Friday, June 19, 2015


I've been a worship leader for a long, long time - I was eleven or twelve when I took my first steps along the path that has led me to where I am today. It remains one of my favourite things to do. I like the not-so-recently coined term "lead worshiper" - it really embodies what I hope my leading looks like. I love to worship, and as a lead worshiper, I simply invite others along for the ride! Leading others in worship is an act that never fails to fill my heart with joy.

Back in my people-pleasing days, I tried really hard to present a perfect face to the world - a face that was entirely false and fake and put-on; a feeble attempt to deny my pain and depression and doubts and fears and griefs. This habit couldn't help but colour my worship leading - it was happy, happy, happy; praise, praise, praise; God is good, good, good... And while this is certainly an integral part of worship, in refusing to bring my own reality before God, I was denying the people I was leading the opportunity to express their own questions and anxieties, as well.

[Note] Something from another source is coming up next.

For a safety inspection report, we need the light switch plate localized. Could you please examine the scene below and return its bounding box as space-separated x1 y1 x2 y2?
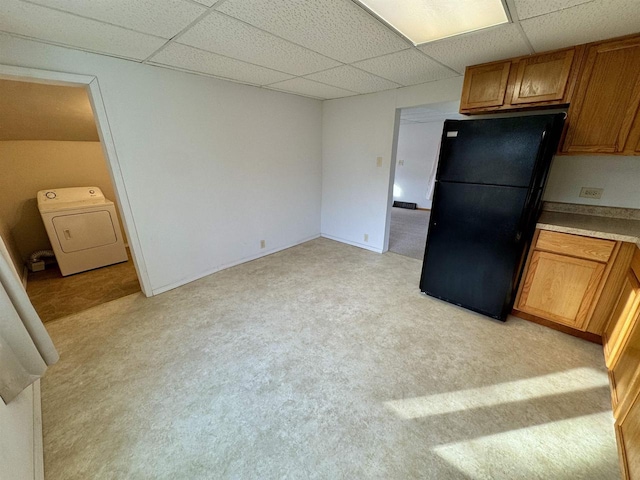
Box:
580 187 604 199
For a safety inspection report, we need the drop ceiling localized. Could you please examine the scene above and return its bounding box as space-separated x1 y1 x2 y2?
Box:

But all that's changing now. In my journey to uncover and discover (the) real joy, honesty with myself - and therefore with God - has become a top priority. And honestly? I'm a mess. A big, broken, beautiful mess! The real challenge and battle has been learning to love that big, broken, beautiful mess... As I progress along this journey, I've been incorporating the lessons I'm learning into my worship leading. I think the most amazing, most significant, most freeing discovery I've made is that God really, truly, honestly, actually loves and accepts and invites me to come to Him just as I am. With all my baggage, all my qualms, all my wonderings, all my worries - just as I am.

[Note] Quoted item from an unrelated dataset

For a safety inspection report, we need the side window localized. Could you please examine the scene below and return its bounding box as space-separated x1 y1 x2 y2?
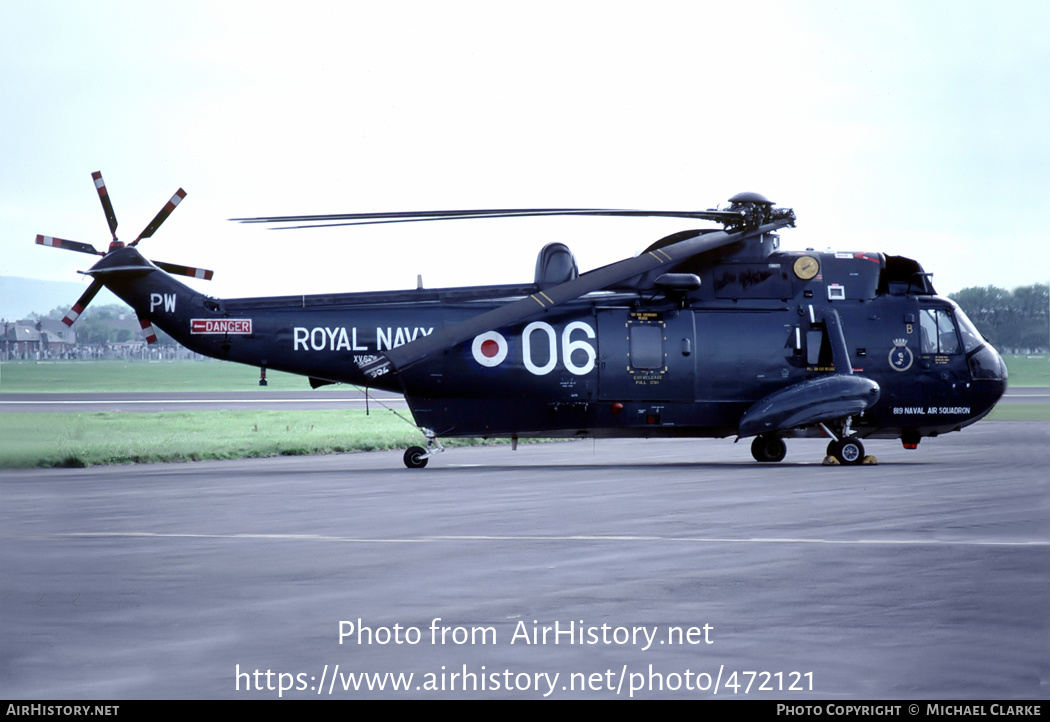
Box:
919 309 959 354
631 324 664 368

And it's showing up in my song-writing. The more I look and listen, the more dissatisfied I'm becoming with what's currently "in" in worship music. It's still mostly happy, happy, joy, joy. As I mentioned before, there's definitely a place for that - a big place. God deserves all the worship and praise and adoration and glory we can give, and much, much more. And while worship is absolutely about God, we can't help but bring an element of humanity to the equation - it is a relationship, after all. So I'm finding that more and more of my songs (we're up to 20 now!) are "worship" songs that are heavy on coming before God just as we are, bringing to Him all of our burdens and declaring that He is Lord and He is sovereign and He is in control and He is more than enough. (And sometimes acknowledging that we hope all that's true, but we're not always entirely sure.)

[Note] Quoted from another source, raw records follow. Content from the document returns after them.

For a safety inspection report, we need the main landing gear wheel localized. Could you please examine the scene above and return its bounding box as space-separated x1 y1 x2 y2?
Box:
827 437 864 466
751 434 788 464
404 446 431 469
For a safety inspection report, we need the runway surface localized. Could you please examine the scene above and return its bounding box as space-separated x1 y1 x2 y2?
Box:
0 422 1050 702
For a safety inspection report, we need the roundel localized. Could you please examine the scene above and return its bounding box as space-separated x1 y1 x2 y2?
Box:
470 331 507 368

Funny thing, though - try as I may (and have), I am unable to write a whole song without any hope in it at all. I've trekked through some pretty rough terrain over the past few weeks, and many of my songs reflect that. But through it all, I've experienced new heights and depths of God's faithfulness and peace and grace. He is good.

(So I guess this is a thing now - since I can't share the finished product yet, I hope this builds your interest without being too annoying... It's just such a delight to me, I have to share it with you!)

Just As I Am
(by Joy Feltmate)

I come to you, Father
Heart battered and sore
Head bowed low, heavy with shame
You spread Your arms wide
You lift my head high
Never again will I be the same

Just as I am, oh just as I am
You love me, accept me, forgive me, redeem me
Just as I am, oh just as I am
I come just as I am

You've taken my sins and You've cast them away
From sorrow to singing, my joy is complete
You make me worthy
You clothe me in grace
As Your child I come and sit here at Your feet

It's because of Your mercy I'm here at Your throne
No longer in chains, hallelujah I'm free!
You've invited me in
You've washed my heart clean
I am Yours, Lord - please take all of me

"Just as I am without one plea
But that Thy blood was shed for me
And that Thou bidd'st me come to Thee
Oh Lamb of God I come, I come"

Just as I am, oh just as I am
You love me, accept me, forgive me, redeem me
Just as I am, oh just as I am
I come just as I am

1 comment:

  1. Joy, your comment about not being able to write a song without any hope in it reminds me of the Psalms. Even in David's lowest moments and in the Psalms that are mostly full of despair and crying out to God, there is almost always hope contained there; praise for the way God has worked in the past and/or an expression of confidence that God will deliver him.